I had an ultrasound. And now I’m depressed.

At some point in a woman’s life, she will have an ultrasound. This is a common practice for pregnant women, but also to determine medical reasons why someone cannot conceive. But, as a non-child bearing (or desire to have them) lady, I never imagined that I’d be in that exam room… with a physician-assisted dildo up my birth canal.

Sure, I can make light of it now, given that there’s seemingly NOTHING WRONG WITH ME. But last week, when I (the doctor) was looking for answers. And I had NO idea what I was in for. Thankfully, a friend enlightened me to the words TRANSVAGINAL on my script. It means exactly what you think it means.

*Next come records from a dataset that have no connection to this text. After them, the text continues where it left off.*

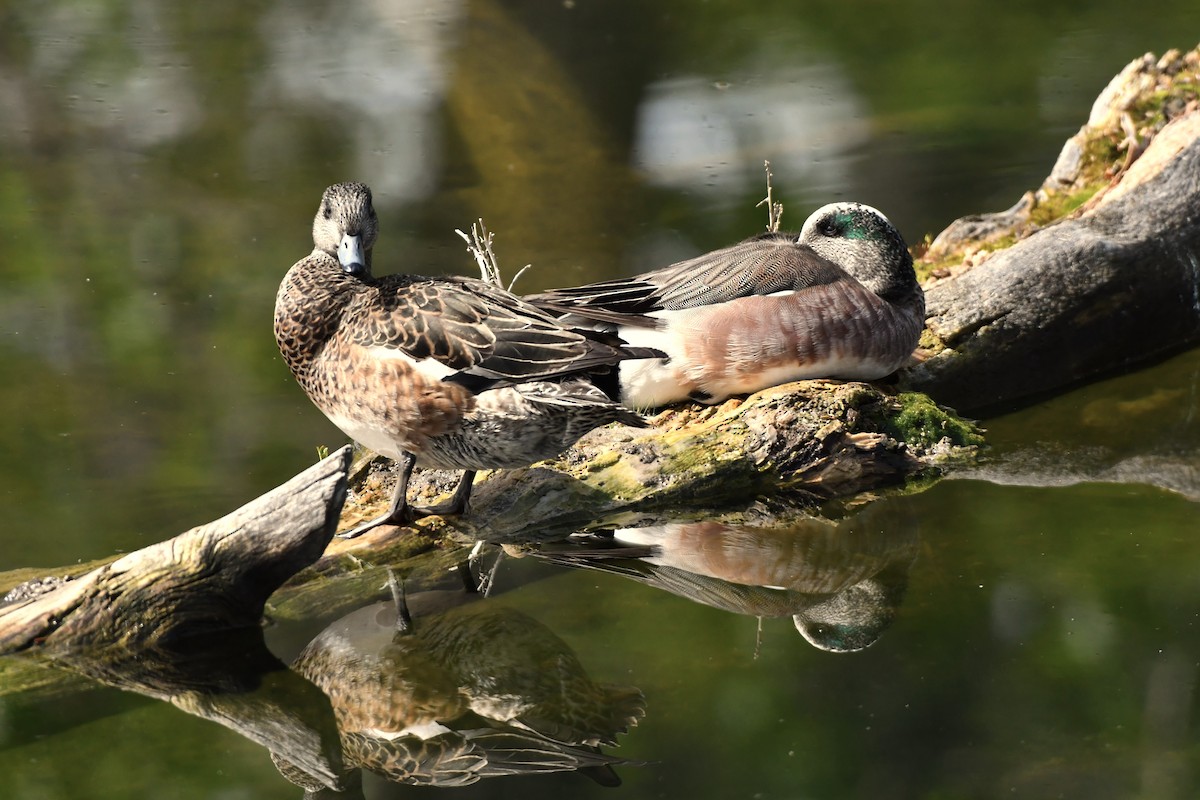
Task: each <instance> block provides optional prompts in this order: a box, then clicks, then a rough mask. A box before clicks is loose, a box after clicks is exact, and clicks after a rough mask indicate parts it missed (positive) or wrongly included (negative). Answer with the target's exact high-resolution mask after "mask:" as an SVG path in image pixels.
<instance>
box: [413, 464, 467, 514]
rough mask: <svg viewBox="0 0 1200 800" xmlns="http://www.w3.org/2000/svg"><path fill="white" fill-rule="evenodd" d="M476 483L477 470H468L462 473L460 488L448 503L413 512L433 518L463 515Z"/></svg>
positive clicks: (415, 510) (447, 502) (457, 489)
mask: <svg viewBox="0 0 1200 800" xmlns="http://www.w3.org/2000/svg"><path fill="white" fill-rule="evenodd" d="M474 482H475V470H473V469H466V470H463V473H462V477H461V479H460V480H458V486H457V487H455V491H454V495H451V498H450V499H449V500H448V501H446V503H439V504H438V505H436V506H427V507H420V509H418V507H415V506H414V507H413V512H414V513H416V515H419V516H421V517H431V516H433V515H437V516H439V517H449V516H455V515H461V513H463V512H466V511H467V501H468V500H469V499H470V487H472V485H473V483H474Z"/></svg>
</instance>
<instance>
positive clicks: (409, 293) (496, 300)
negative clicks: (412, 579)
mask: <svg viewBox="0 0 1200 800" xmlns="http://www.w3.org/2000/svg"><path fill="white" fill-rule="evenodd" d="M378 233H379V221H378V215H377V213H376V210H374V205H373V199H372V193H371V190H370V187H367V186H366V185H365V184H360V182H343V184H335V185H332V186H330V187H328V188H326V190H325V191H324V193H323V194H322V199H320V204H319V205H318V207H317V213H316V217H314V218H313V224H312V239H313V249H312V253H310V254H308V255H306V257H305V258H302V259H300V260H299V261H296V263H295V264H294V265H293V266H292V269H289V270H288V271H287V273H286V275H284V277H283V281H282V282H281V284H280V289H278V294H277V295H276V299H275V341H276V344H277V345H278V348H280V353H281V354H282V356H283V361H284V362H286V363H287V366H288V368H289V369H290V372H292V374H293V377H294V378H295V380H296V381H298V383H299V384H300V386H301V389H304V391H305V393H306V395H307V396H308V398H310V399H311V401H312V402H313V404H316V405H317V408H318V409H320V411H323V413H324V414H325V416H326V417H329V420H330V421H331V422H332V423H334V425H335V426H337V427H338V428H341V431H342V432H343V433H346V434H347V435H348V437H349V438H352V439H353V440H355V441H358V443H359V444H360V445H362V446H365V447H368V449H370V450H373V451H374V452H378V453H380V455H383V456H386V457H389V458H391V459H395V461H396V462H398V464H400V469H398V480H397V482H396V488H395V492H394V494H392V498H391V504H390V506H389V509H388V511H386V512H384V513H383V515H380V516H378V517H376V518H374V519H371V521H368V522H366V523H364V524H361V525H359V527H356V528H354V529H352V530H348V531H344V533H341V534H338V535H340V536H342V537H343V539H353V537H354V536H358V535H361V534H364V533H366V531H367V530H371V529H373V528H377V527H379V525H384V524H407V523H410V522H412V521H413V519H415V518H416V517H419V516H425V515H432V513H437V515H452V513H463V512H464V511H466V509H467V504H468V501H469V498H470V488H472V482H473V480H474V476H475V471H476V470H480V469H512V468H517V467H526V465H529V464H532V463H534V462H538V461H542V459H545V458H552V457H554V456H557V455H559V453H560V452H563V451H564V450H566V449H568V447H570V446H571V445H572V444H574V443H575V441H576V440H578V439H580V438H581V437H582V435H584V434H586V433H588V432H589V431H592V429H593V428H596V427H600V426H604V425H608V423H610V422H619V423H623V425H626V426H632V427H644V426H646V422H644V420H643V419H642V417H641V416H640V415H638V414H636V413H632V411H631V410H630V409H629V408H626V407H624V405H622V404H620V403H619V402H617V399H616V398H614V397H611V396H610V395H608V393H606V392H605V390H604V387H602V384H604V383H611V384H614V381H613V380H611V378H612V375H610V377H608V378H610V379H608V380H605V379H604V374H605V373H606V372H611V369H612V368H614V367H616V365H617V363H619V362H620V361H623V360H625V359H637V357H661V356H662V355H664V353H662V351H660V350H654V349H647V348H631V347H625V345H624V344H623V343H622V342H620V339H619V338H618V337H616V336H612V335H610V333H605V332H600V331H595V330H592V329H589V327H582V329H580V327H572V326H570V325H565V324H563V323H562V321H560V320H558V319H556V317H553V315H552V314H550V313H547V312H545V311H542V309H540V308H538V307H536V306H534V305H532V303H529V302H526V301H524V300H522V299H520V297H517V296H516V295H514V294H511V293H510V291H506V290H504V289H503V288H502V287H498V285H496V284H494V283H491V282H487V281H481V279H478V278H469V277H461V276H442V277H424V276H419V275H407V273H397V275H386V276H380V277H376V276H374V275H373V273H372V255H373V248H374V245H376V240H377V239H378ZM610 391H614V390H610ZM416 465H420V467H422V468H433V469H450V470H462V477H461V480H460V482H458V486H457V488H456V489H455V492H454V495H452V497H451V499H450V500H449V503H445V504H442V505H439V506H436V507H431V509H420V507H416V506H412V505H409V504H408V499H407V489H408V482H409V479H410V476H412V474H413V470H414V469H415V467H416Z"/></svg>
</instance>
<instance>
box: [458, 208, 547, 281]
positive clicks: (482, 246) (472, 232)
mask: <svg viewBox="0 0 1200 800" xmlns="http://www.w3.org/2000/svg"><path fill="white" fill-rule="evenodd" d="M455 233H456V234H458V235H460V236H461V237H462V240H463V241H464V242H467V249H468V251H469V252H470V254H472V257H474V259H475V264H478V265H479V277H480V278H482V279H484V281H487V282H488V283H494V284H496V285H498V287H500V288H502V289H504V288H505V285H504V279H503V278H502V277H500V263H499V260H497V258H496V251H494V249H492V241H493V240H494V236H492V233H491V231H490V230H488V229H487V227H486V225H485V224H484V221H482V219H480V221H479V222H476V223H474V224H472V225H470V235H467V234H464V233H463V231H462V230H458V229H457V228H455ZM530 266H533V265H532V264H526V265H524V266H522V267H521V269H520V270H517V273H516V275H515V276H512V281H511V282H510V283H509V285H508V287H506V288H508V290H509V291H512V287H515V285H516V284H517V278H520V277H521V276H522V275H524V271H526V270H528V269H529V267H530Z"/></svg>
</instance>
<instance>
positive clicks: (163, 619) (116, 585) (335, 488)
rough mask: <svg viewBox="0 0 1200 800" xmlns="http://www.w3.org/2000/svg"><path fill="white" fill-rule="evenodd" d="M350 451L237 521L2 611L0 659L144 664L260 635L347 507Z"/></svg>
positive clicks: (309, 471) (196, 528)
mask: <svg viewBox="0 0 1200 800" xmlns="http://www.w3.org/2000/svg"><path fill="white" fill-rule="evenodd" d="M348 465H349V447H343V449H342V450H341V451H338V452H337V453H335V455H332V456H330V457H329V458H325V459H324V461H322V462H320V463H319V464H316V465H314V467H312V468H310V469H307V470H305V471H304V473H301V474H300V475H298V476H295V477H294V479H292V480H290V481H288V482H287V483H284V485H283V486H281V487H278V488H276V489H274V491H271V492H269V493H268V494H264V495H263V497H260V498H258V499H256V500H253V501H251V503H250V504H247V505H246V506H244V507H241V509H239V510H238V511H234V512H233V513H230V515H228V516H226V517H222V518H221V519H217V521H216V522H211V523H209V524H206V525H200V527H199V528H194V529H192V530H190V531H187V533H185V534H180V535H179V536H176V537H174V539H172V540H168V541H166V542H160V543H157V545H152V546H151V547H146V548H144V549H140V551H137V552H134V553H131V554H128V555H126V557H124V558H121V559H118V560H115V561H113V563H112V564H108V565H106V566H102V567H100V569H96V570H94V571H91V572H89V573H86V575H84V576H82V577H78V578H74V579H72V581H66V582H64V583H61V584H59V585H56V587H55V588H50V589H49V590H48V591H44V593H42V594H36V589H35V591H34V593H29V594H31V595H32V596H28V597H20V596H19V593H18V599H17V601H16V602H10V603H8V604H6V606H4V607H0V655H2V654H12V652H20V651H29V650H36V651H40V652H42V654H47V655H50V656H53V657H56V658H68V657H70V655H71V654H72V652H76V651H78V650H80V649H88V650H89V651H97V650H106V651H109V652H112V654H113V655H114V656H120V657H124V658H133V660H134V661H145V660H146V658H151V657H154V655H155V654H156V652H158V651H164V652H167V654H168V656H169V654H170V652H172V651H174V650H176V649H179V648H186V646H187V643H188V642H191V640H197V639H198V638H200V637H205V636H209V634H214V633H221V632H224V631H230V630H257V627H258V625H259V622H260V619H262V613H263V606H264V603H265V602H266V599H268V597H269V596H270V595H271V593H272V591H275V589H277V588H278V587H280V585H281V584H282V583H283V582H284V581H287V579H288V578H289V577H292V576H293V575H295V572H296V571H298V570H300V569H301V567H304V566H305V565H307V564H311V563H313V561H314V560H316V559H317V558H319V557H320V554H322V552H323V551H324V549H325V546H326V545H328V543H329V540H330V537H331V536H332V533H334V528H335V527H336V524H337V518H338V513H340V512H341V509H342V504H343V501H344V499H346V470H347V468H348Z"/></svg>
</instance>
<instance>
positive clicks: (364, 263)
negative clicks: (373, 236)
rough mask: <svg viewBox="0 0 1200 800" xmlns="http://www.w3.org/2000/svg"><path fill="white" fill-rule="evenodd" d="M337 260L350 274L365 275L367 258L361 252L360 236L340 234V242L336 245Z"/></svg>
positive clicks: (346, 234)
mask: <svg viewBox="0 0 1200 800" xmlns="http://www.w3.org/2000/svg"><path fill="white" fill-rule="evenodd" d="M337 260H338V261H340V263H341V265H342V269H343V270H346V271H347V272H349V273H350V275H366V271H367V260H366V258H365V257H364V254H362V236H352V235H350V234H346V235H344V236H342V243H341V245H338V246H337Z"/></svg>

I had a series of tests: pelvic, hormonal blood work, pregnancy testing, and aforementioned ultrasound (two ways!) with no real answer. My “problem” is scanty or non-existing menstruation (My period has been irregular since fall 2011; only having one REAL period in August of this past year). Birth control could be to blame… inconclusive (until I decide if I want to “try” going off it to see if it is, in fact, a happy side effect.) I’ve been on some form of pill since I was 17 — this particular brand for almost 4 years — but then I started experiencing severe pain and pressure in my abdomen. Cramping with no bleeding. Really severe mood swings. I was scared… and after the appointment, depressed.

I can’t explain the depression, but was told from several people that it’s normal when anticipating test results. I’ve been in a certain funk and mood that still remains a week later. I’m talking it out with my significant other, which helps to have someone listen to me vent and ramble (oh, I’m sure he appreciates hearing ALL about the random ways my body hates me… not). But I’m still struggling to understand WHY or WHAT I’m feeling.

We don’t talk enough about the difficulties and emotions associated with infertility and menstruation disruption or possible early menopause that all sadly occur to many 30-somethings. WHY DON’T WE?! I’d really appreciate some of your thoughts and feelings in the comments, so we all can commiserate about our experiences and emotions in one place.